#  >  > Living And Legal Affairs In Thailand >  >  > Learn Thai Language >  >  Thai For Beginners - Becker

## can123

This software does not run on my Windows 7 machines. Any suggestions for making it work on them, please ?

"Thai for Beginners"   Benjawan Poomsan Becker

----------


## WujouMao

Is it this one?

Thai for Beginners: Amazon.co.uk: Benjawan Poomsan Becker: Books

Or drop these guys an email or ring them up and ask what they work on.
http://www.paiboonpublishing.com/

----------


## can123

^

Thank you.

----------


## WujouMao

Looking again at the link i gave you on amazon, it shows this was released Sept 2004, and how long has Windows 7 been out? 

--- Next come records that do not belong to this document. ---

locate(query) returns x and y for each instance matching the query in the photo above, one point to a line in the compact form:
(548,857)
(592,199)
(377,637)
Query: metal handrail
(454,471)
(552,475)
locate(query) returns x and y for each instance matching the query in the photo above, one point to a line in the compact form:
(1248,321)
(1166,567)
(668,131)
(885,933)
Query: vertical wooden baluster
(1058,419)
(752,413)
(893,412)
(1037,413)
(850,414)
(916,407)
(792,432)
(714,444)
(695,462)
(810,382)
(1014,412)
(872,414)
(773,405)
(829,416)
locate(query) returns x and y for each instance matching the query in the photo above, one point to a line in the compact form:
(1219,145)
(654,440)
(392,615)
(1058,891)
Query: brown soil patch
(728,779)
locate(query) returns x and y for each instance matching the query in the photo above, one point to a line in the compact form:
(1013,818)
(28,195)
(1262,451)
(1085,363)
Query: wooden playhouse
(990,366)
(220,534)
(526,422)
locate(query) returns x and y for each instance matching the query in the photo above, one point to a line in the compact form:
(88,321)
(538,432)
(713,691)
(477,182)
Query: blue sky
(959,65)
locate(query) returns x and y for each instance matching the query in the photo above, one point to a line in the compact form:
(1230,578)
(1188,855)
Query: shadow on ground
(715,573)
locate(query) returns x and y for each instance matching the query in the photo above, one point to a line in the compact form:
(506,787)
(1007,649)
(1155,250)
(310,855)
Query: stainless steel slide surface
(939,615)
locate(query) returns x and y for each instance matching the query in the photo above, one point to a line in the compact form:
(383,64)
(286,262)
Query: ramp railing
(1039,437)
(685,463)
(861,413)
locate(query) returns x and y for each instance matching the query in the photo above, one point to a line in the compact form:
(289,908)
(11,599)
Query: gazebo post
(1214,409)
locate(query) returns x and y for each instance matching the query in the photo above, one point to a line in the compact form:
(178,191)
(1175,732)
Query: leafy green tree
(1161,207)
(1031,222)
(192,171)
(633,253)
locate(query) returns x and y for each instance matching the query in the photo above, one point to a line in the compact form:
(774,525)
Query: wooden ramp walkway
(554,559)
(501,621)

Try an a machine that supports something around 2004.

----------


## AussieWomble

If it works on previous versions of windows, try installing/running in compatibility mode. Might not work but worth a try.

----------


## harrybarracuda

^ What he said.

----------


## taxexile

excellent book, i learnt to read thai in 3 weeks using that book.

----------


## AUSSIE EXPAT

> excellent book, i learnt to read thai in 3 weeks using that book.


I better have a look at it too, been here 6 years can't read squat........

----------


## BigRed

> excellent book, i learnt to read thai in 3 weeks using that book.


The link is to an audio book, it seems you really need to get the paperback as well as the CD (at least to learn to read Thai)

----------


## mingmong

many CD,s I brought from Pantip were windows 98! never got the programs to work, then again 1 of my Laptops still runs XP.

----------


## Neo

Download Daemon Lite and run the program/disc on a virtual drive. 
Very easy and self explanatory software, 
Download DAEMON Tools Lite 4.45.4 - FileHippo.com

----------


## Mad Hatter

I run Windows 7 professional and my copy of "Thai for Beginners" Benjawan Poomsan Becker plays AOK, not that is much help to the OP of course.

----------


## nigelandjan

> "Thai for Beginners" Benjawan Poomsan Becker


  I admire your optimism but wouldn't you do better concentrating on mastering  English for beginners first ?

----------


## PeteCalvin

Hi, is this 2004 book useful? Or did anyone try some other ebooks I could use to learn Thai? Like, for absolute beginner adults.

----------


## barbaro

> excellent book, i learnt to read thai in 3 weeks using that book.


Definitely.

I used the Becker book and I think it is the best foreign language learning book ever.

I learned a lot from the beginner, and purchased the intermediate and advanced (not going into the latter because I left Thailand).

----------